Origine : http://www.ac-versailles.fr/PEDAGOGI/ses/vie-ses/hodebas/redeker-27-05-02.html

Le Devoir (quotidien de Montréal)
Livres, samedi 22 juin 2002 L'aire des idées

"L'emprise du sport "    Robitaille Antoine s’entretient avec Robert Redeker.

Le sport est partout: football 24 heures sur 24, coupe Stanley en juin, Roland-Garros, etc. En se planétarisant à une époque de fin du politique, il a muté, estime Robert Redeker , philosophe français membre de la rédaction de la revue Les Temps modernes. Si bien qu'il est devenu carrément "étranger aux valeurs" qu'il affiche: camaraderie, franchise, fraternité, convivialité, générosité, santé, épanouissement du corps, humanité. Au contraire, il chauffe à blanc le désir de compétition et de consommation. Et prépare les surhommes de demain. Exagéré? Conversation essentielle en pleine frénésie mondiale de foot.

Le Devoir: Qu'y a-t-il de nouveau dans le rapport de la société actuelle au sport?

Robert Redeker : C'est devenu une sorte de pouvoir spirituel. Nous sommes à une époque de véritable affaiblissement normatif des institutions: la famille, l'école, l'État vont très mal et ne parviennent plus à fabriquer des individus, des "sujets" et même à susciter une véritable unité sociale. Du coup, le sport a pris le relais. Il se charge de mouler et de "fabriquer" les hommes et les subjectivités.

Le Devoir: Ça me semble un peu fort. Donnez-moi un exemple concret.

R. R.: Il n'y a qu'à regarder les supporters, une figure qui du reste remplace et se substitue peu à peu à celle du citoyen. Ils reçoivent et intègrent planétairement des valeurs mercantilo-compétitives qui sont une injonction permanente à la fois à la compétition, à la lutte de chacun contre chacun, à la performance, mais aussi à la consommation la plus débridée possible, puisqu'un réseau de marques commerciales enserre le spectacle du football, par exemple.

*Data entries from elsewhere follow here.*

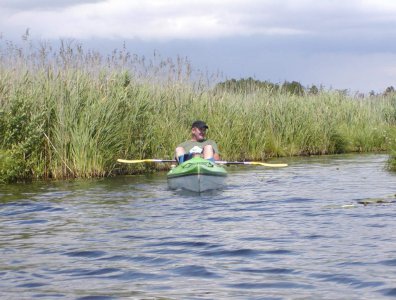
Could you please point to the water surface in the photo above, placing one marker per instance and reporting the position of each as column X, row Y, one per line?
column 301, row 232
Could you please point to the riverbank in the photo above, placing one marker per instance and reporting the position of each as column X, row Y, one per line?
column 68, row 113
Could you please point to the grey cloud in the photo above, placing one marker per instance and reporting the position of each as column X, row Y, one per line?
column 41, row 4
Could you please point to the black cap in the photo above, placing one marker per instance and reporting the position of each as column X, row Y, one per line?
column 199, row 124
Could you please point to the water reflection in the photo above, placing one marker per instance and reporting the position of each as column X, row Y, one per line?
column 305, row 231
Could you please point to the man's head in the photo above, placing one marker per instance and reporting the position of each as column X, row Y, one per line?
column 198, row 130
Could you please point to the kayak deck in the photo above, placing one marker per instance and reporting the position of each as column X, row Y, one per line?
column 197, row 175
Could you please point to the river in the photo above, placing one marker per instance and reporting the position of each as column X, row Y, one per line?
column 322, row 228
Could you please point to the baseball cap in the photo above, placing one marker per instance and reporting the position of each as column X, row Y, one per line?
column 199, row 124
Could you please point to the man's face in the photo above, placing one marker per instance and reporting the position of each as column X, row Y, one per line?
column 198, row 134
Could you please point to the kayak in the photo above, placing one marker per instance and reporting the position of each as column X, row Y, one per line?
column 197, row 175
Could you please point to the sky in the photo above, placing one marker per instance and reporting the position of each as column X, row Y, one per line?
column 337, row 44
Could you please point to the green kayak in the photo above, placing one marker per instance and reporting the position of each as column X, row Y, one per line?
column 197, row 175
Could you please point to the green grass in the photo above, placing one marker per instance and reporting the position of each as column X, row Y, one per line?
column 69, row 113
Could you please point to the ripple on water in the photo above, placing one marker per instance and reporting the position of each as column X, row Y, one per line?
column 194, row 271
column 86, row 254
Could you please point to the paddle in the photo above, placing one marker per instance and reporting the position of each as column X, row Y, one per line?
column 222, row 162
column 250, row 163
column 136, row 161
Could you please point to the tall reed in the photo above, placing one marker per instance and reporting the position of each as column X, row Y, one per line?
column 67, row 112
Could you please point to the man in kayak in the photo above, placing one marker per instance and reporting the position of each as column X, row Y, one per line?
column 198, row 145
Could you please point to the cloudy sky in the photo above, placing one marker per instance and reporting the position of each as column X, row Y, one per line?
column 341, row 44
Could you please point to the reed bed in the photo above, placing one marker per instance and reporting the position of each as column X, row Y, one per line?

Le Devoir: Mis à part l'aspect commercial dont vous parlez, quelle différence y a-t-il, par exemple, avec les Olympiques de l'Antiquité?

R. R.: C'était un autre monde. Dans l'Antiquité, l'athlète était un spécimen de l'espèce qui s'approchait d'une conception de la perfection. Aujourd'hui, le sportif est plutôt un individu qui transgresse les limites du genre humain. Il va toujours plus haut, plus vite, plus fort. Dans ce contexte, le dopage est essentiel afin que la transgression continue infiniment. On peut donc prévoir que les types de dopage seront de plus en plus terrifiants dans l'avenir. Nous verrons sans doute, d'ici 20 à 50 ans, l'apparition d'HGM, des "humains génétiquement modifiés".

Le Devoir: Vous prétendez que la place centrale prise par le sport le protège de la critique. Ce serait "l'impensé autant que l'incritiqué des temps contemporains". Pourtant, il me semble que le sport est souvent critiqué: nouvel "opium du peuple", compétitions de mutants, etc. La critique du sport est assez présente, non?

R. R.: Au moment de la victoire de la France à la Coupe du monde, on a déclaré partout que l'équipe française réalisait le modèle républicain de fusion d'individus d'origines ethniques très différentes. À partir de ce moment, critiquer le football et le sport en général a été très mal vu. Même les milieux intellectuels se sont mis de la partie.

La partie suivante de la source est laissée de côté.